Arthur virou o rosto na direção do de Sara e esperou pra ouvir sua resposta.
—Não! Não foi com ele. — Ela contou, estalando um beijo rápido na boca do namorado que estampava uma expressão bem engraçada na face. _Foi com outro namorado que eu tive. Quando a gente completou um mês de namoro ele me levou num motel e lá tinha uma jacuzzi.
—É melhor parar por aí. Não quero saber de mais nada.
As palavras e o modo como Arthur disse aquelas palavras, podiam soar até um pouco rude e grosseiro, mas Sara não viu assim. Ela até sorriu ao ouvir aquilo do seu namorado, pois o mesmo logo depois de ter dito tal frase, sorriu também.
—Eu não tinha intenção alguma de te contar mais nada! — Ela murmurou colando sua boca na dele.
—Melhor assim! — Arthur replicou com um sorriso escapando de seus lábios que estavam unidos ao de Sara.
Sem demora, Arthur tomou com propriedade a boca de Sara e aprofundou o beijo deles. Sua língua brincou com dela e passeou por cada canto de sua boca arrancando suspiros profundos de Sara.
Sem desfazer o beijo, Arthur conseguiu se virar e ficar sentado de frente pra Sara. Então ele puxou com delicadeza sua namorada pra se acomodar em seu colo fazendo-a sentir sua excitação por ela que se ascendeu com aquele beijo trocado e o atrito gostoso de seus corpos molhados.
Sara involuntariamente deixou escapar um gemido em meio ao beijo, quando Arthur segurando em sua cintura, mexeu o quadril dele uma vez sob Sara e fez com isso, que seus centros se roçassem um ao outro. Outra mexida dele e veio outro gemido de Sara junto agora com o de seu namorado. Mais outra mexida e mais outro gemido.
Até que Sara não agüentou e separando sua boca da de seu namorado, pediu a Arthur pra eles saírem da banheira e irem ao chuveiro tirar aquela espuma do corpo e depois, irem pra cama.
Sem demora eles saíram dali e foram para o chuveiro fazer o que Sara sugeriu. A morena mordeu o canto dos lábios enquanto via seu namorado completamente excitado sob a água do chuveiro tirando a espuma do corpo dele. Depois foi a vez dela de se livrar daquela cheirosa espuma com a ajuda de seu namorado que deslizando a mão por seu corpo auxiliou na retirada da espuma junto com a água do chuveiro.
Terminado o banho eles se enxugaram com certa pressa e urgência. Logo em seguida, com Arthur com uma toalha enrolada em torno do quadril e Sara sem nada no corpo, eles seguiram aos beijos em direção à cama.
—Não é justo você com essa toalha e eu sem nada. — Sara protestou interrompendo o beijo deles há poucos passos da cama. _Vamos igualar isso!
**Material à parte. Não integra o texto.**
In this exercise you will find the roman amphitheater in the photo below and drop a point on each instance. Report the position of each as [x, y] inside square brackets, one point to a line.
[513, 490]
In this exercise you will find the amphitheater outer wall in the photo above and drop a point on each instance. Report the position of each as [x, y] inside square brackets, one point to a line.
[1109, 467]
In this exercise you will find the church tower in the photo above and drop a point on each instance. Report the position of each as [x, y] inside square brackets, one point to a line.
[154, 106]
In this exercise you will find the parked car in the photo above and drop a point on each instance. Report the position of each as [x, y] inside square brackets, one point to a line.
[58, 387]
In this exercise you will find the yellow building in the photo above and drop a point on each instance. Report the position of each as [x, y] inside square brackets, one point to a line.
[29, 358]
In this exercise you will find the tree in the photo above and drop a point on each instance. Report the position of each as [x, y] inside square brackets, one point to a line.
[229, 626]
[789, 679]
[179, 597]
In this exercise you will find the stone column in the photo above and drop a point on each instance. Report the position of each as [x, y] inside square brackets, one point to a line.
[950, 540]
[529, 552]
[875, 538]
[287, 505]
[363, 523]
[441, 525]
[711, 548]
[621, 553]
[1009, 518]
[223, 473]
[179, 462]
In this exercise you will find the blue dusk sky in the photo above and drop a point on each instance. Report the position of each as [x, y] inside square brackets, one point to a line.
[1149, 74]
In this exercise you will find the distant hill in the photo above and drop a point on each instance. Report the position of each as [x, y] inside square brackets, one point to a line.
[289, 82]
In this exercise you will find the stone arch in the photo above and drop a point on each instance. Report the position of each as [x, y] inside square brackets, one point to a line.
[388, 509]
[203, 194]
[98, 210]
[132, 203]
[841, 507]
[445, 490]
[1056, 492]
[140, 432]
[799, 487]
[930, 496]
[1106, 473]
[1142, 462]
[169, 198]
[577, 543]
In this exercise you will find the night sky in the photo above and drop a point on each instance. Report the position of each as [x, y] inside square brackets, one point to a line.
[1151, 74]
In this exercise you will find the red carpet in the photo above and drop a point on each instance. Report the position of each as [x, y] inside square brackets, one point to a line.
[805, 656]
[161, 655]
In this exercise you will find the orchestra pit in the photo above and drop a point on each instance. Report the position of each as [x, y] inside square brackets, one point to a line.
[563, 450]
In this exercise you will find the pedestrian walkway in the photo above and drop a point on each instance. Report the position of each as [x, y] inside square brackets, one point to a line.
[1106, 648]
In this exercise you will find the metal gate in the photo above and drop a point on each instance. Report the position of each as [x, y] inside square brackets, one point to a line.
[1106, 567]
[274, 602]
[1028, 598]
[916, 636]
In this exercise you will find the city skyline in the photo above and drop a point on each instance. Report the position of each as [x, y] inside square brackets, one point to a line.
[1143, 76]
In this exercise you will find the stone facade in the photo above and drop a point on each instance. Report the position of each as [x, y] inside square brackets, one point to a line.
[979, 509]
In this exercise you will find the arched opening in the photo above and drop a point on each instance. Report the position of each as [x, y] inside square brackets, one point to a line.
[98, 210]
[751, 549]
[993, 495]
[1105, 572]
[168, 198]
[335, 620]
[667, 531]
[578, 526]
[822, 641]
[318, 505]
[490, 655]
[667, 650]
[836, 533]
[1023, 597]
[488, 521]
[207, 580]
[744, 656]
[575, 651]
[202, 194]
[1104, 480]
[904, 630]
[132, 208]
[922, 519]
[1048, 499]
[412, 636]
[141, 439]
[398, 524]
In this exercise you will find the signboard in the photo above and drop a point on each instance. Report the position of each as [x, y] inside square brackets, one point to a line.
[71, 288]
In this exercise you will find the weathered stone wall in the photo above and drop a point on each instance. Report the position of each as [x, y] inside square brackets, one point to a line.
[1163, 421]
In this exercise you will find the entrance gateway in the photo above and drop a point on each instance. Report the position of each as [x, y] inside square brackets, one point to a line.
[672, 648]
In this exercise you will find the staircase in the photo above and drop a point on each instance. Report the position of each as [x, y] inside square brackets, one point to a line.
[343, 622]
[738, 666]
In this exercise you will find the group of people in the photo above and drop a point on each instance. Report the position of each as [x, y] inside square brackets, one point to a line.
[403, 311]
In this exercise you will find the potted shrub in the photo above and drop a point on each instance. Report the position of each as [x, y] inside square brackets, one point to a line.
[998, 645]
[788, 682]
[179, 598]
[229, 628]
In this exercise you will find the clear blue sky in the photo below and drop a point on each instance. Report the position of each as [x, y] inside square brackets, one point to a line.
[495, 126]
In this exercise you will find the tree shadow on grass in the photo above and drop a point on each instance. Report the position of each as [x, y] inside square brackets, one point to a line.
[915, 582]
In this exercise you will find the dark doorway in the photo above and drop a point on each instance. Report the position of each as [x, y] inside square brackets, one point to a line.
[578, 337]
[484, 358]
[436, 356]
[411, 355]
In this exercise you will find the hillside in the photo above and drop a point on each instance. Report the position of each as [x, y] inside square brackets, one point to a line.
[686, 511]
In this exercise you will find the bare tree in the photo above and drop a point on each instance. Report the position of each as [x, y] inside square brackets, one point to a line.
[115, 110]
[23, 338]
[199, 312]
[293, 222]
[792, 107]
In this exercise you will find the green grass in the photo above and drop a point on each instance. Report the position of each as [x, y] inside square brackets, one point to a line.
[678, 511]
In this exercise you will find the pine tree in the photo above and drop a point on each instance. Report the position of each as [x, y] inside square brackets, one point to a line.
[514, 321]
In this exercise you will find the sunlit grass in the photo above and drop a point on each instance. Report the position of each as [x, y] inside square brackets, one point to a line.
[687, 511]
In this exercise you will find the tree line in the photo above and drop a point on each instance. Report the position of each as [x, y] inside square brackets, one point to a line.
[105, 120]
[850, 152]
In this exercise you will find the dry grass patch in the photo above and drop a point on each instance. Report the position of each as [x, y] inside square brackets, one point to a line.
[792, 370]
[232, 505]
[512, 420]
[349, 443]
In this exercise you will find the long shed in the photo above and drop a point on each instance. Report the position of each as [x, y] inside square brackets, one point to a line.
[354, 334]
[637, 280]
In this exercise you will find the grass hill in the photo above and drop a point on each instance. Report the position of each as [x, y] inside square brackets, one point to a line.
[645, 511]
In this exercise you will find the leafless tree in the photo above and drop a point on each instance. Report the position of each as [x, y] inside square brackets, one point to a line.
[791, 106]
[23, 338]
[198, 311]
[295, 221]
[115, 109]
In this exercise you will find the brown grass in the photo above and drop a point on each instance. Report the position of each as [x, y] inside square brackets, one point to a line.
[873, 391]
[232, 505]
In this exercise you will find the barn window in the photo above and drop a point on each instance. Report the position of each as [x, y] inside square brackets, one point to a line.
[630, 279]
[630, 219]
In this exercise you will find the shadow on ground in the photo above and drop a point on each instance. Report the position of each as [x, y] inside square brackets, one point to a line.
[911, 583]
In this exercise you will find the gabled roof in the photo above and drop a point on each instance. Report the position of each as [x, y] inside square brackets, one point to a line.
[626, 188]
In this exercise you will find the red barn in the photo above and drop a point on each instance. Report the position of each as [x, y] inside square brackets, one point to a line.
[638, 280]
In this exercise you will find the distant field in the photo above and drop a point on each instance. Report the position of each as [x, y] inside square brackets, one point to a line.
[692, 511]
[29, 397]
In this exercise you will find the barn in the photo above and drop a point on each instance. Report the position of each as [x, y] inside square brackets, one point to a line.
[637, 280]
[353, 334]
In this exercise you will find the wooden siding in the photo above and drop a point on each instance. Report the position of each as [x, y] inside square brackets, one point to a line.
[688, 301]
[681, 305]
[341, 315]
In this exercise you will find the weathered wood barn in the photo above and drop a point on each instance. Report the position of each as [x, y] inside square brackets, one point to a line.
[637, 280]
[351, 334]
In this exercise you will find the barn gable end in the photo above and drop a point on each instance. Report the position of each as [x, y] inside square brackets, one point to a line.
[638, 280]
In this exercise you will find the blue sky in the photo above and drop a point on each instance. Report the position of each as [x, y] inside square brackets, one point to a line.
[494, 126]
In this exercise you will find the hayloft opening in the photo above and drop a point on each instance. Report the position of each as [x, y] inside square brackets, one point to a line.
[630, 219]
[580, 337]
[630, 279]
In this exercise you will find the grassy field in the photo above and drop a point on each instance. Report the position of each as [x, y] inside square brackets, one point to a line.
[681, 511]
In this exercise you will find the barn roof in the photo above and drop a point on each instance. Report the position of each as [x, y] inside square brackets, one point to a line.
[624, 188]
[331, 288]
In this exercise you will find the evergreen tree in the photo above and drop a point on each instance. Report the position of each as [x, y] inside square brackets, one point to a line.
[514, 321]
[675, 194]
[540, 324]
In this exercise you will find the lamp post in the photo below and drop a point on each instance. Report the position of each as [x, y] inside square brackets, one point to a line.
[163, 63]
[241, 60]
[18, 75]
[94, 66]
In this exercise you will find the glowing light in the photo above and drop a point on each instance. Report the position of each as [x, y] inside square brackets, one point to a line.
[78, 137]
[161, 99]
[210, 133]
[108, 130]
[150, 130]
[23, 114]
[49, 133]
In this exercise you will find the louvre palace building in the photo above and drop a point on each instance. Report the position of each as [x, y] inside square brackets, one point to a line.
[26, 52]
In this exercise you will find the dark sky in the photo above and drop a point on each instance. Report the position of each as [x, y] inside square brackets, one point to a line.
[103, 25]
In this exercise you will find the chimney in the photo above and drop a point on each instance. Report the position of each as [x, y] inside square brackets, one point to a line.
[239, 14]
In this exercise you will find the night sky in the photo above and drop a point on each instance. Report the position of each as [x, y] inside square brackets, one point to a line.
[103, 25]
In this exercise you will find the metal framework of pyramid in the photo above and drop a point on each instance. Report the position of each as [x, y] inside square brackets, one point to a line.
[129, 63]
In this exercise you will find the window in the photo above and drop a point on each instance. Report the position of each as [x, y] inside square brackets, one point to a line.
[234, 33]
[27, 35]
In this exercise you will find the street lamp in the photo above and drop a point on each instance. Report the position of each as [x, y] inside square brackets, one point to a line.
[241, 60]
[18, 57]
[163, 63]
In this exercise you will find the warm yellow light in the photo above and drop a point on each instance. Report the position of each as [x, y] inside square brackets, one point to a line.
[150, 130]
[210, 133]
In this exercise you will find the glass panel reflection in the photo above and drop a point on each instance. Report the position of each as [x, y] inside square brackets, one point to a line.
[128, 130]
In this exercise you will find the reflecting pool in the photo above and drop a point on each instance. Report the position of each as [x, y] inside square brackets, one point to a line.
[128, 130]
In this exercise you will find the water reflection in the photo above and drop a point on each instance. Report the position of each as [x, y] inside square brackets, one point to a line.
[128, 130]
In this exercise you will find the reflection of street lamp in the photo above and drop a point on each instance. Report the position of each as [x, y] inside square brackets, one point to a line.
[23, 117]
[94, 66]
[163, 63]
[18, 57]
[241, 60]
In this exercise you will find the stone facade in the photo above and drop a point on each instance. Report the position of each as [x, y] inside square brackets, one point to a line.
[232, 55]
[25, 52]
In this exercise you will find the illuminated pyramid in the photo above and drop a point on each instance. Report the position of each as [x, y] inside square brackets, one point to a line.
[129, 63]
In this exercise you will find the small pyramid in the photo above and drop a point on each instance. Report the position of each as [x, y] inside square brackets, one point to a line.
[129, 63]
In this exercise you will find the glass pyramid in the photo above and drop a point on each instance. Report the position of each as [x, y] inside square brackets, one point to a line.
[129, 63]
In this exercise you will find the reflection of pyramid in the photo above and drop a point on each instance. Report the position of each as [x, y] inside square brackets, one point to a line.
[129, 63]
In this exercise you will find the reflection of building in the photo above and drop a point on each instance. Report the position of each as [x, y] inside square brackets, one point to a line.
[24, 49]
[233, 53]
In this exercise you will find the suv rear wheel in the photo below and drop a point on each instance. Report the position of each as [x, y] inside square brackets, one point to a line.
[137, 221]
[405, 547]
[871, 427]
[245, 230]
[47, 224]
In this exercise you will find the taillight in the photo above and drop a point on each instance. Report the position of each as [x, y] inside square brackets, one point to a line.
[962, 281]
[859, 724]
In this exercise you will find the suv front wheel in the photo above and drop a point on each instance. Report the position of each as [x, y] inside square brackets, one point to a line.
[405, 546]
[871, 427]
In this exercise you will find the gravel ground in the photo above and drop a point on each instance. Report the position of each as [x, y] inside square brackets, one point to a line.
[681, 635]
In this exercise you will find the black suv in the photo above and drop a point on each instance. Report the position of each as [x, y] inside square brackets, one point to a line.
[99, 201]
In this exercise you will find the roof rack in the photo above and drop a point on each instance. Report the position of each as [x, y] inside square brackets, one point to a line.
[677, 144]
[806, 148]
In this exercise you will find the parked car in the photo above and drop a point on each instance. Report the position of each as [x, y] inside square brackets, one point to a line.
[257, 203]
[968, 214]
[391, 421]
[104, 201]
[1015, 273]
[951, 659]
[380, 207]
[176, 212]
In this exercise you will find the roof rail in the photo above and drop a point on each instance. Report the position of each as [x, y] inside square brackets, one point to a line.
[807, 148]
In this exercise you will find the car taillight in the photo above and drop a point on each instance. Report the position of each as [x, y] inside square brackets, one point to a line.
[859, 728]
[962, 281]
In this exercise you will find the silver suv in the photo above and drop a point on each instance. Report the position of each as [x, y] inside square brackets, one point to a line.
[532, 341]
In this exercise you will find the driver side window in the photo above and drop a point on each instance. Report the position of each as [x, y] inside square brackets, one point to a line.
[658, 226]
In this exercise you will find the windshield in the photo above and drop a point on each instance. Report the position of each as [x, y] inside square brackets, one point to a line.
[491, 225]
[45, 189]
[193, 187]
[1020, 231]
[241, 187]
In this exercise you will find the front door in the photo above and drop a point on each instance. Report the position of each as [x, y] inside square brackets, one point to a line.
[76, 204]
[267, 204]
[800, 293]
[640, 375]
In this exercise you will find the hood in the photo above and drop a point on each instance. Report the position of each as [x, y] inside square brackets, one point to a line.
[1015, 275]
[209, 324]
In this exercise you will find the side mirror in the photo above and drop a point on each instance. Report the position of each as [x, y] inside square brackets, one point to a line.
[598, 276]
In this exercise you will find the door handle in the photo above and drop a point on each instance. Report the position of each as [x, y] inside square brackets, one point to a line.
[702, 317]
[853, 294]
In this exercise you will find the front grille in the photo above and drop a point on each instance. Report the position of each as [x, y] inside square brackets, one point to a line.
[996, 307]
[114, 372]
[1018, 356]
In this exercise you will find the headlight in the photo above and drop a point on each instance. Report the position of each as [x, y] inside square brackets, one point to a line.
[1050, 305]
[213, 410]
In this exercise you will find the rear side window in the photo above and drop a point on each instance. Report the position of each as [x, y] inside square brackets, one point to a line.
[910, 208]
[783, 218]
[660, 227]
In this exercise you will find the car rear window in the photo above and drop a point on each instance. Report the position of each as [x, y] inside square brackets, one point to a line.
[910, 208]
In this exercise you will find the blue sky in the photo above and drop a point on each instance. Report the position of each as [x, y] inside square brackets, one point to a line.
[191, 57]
A jovem puxou a toalha do corpo do namorado e atirou a peça longe. E ao vislumbrar Arthur novamente em sua plenitude e bem mais excitado que segundos atrás, Sara mordeu o canto dos lábios.
—Começo a gostar de ver quando morde os lábios assim. Sinto algo dentro de mim se inflamar fortemente com esse gesto seu.
Ela sorri com suas palavras. Podia ver a luxúria, o desejo, a paixão e o amor refletirem tudo misturado nos olhos azuis do homem diante de si.
Colando seu corpo nu ao de Sara, Arthur voltou a beijar a namorada com extrema volúpia, enquanto ia fazendo-a deitar-se na cama grande e espaçosa a qual eles passaram a dividir.